Working through the rest of the list we do not improve that set of bounds.
So we wind up with the longest mirrored list is of length 2. And we'd follow the linked list (that I didn't record in this description to find it is ac. Since the ends of that list are at positions (5, 3) we can flip the list, insert character 4, then append the list to get carac.
In general the maximum memory that it will require is to store all of the lengths of the maximal mirrored subsequences plus the memory to store the linked lists of said subsequences. Typically this will be a very small amount of memory.
At a classic memory/CPU tradeoff you can preprocess the list once in time O(n) to generate a O(n) sized hash of arrays of where specific sequence elements appear.
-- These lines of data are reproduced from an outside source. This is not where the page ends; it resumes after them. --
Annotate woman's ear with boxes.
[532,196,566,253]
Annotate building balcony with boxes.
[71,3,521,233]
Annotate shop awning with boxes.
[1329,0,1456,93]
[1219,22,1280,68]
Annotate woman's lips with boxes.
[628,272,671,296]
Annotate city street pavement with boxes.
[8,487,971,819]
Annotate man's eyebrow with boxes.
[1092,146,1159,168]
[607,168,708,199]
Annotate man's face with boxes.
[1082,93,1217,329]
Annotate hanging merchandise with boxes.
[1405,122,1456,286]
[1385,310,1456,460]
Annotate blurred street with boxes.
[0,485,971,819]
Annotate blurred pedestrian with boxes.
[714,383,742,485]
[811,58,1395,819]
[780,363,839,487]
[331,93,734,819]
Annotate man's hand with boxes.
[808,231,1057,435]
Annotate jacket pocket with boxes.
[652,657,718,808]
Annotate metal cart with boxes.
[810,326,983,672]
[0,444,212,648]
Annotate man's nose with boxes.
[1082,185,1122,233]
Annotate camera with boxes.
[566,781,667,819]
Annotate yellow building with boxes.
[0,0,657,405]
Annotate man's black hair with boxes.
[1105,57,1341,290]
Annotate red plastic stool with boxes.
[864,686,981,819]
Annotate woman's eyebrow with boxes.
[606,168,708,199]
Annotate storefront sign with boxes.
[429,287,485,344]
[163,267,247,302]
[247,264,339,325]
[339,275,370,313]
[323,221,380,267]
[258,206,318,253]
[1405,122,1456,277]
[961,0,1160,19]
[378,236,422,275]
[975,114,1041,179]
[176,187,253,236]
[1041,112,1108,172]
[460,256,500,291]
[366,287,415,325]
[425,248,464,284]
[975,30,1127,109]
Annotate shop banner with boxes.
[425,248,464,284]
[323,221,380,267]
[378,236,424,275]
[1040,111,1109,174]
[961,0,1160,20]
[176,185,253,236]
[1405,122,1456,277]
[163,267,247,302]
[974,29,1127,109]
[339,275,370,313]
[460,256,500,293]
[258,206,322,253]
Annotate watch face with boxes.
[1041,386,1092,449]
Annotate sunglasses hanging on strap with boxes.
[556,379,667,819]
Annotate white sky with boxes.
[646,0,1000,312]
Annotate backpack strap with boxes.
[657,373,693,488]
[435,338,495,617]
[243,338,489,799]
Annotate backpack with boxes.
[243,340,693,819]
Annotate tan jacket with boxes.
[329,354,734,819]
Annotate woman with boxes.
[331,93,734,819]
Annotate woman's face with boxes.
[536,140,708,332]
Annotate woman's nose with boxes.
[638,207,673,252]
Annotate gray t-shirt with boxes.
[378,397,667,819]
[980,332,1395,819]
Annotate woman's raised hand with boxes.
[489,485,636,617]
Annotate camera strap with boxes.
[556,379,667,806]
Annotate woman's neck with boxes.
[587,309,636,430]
This can let you scan for "improve mirrored subsequence with this pairing" without having to consider the whole string, which should generally be a major saving on CPU for longer strings.
First solution in #Luiz Rodrigo's question is wrong: Longest Common Subsesquence (LCS) of a string and its reverse is not necessarily a palindrome.
Example: for string CBACB, CAB is LCS of the string and its reverse and it's obviously not a palindrome.
There is a way, however, to make it work. After LCS of a string and its reverse is built, take left half of it (including mid-character for odd-length strings) and complement it on the right with reversed left half (not including mid-character if length of the string is odd).
It will obviously be a palindrome and it can be trivially proven that it will be a subsequence of the string.
For above LCS, the palindrome built this way will be CAC.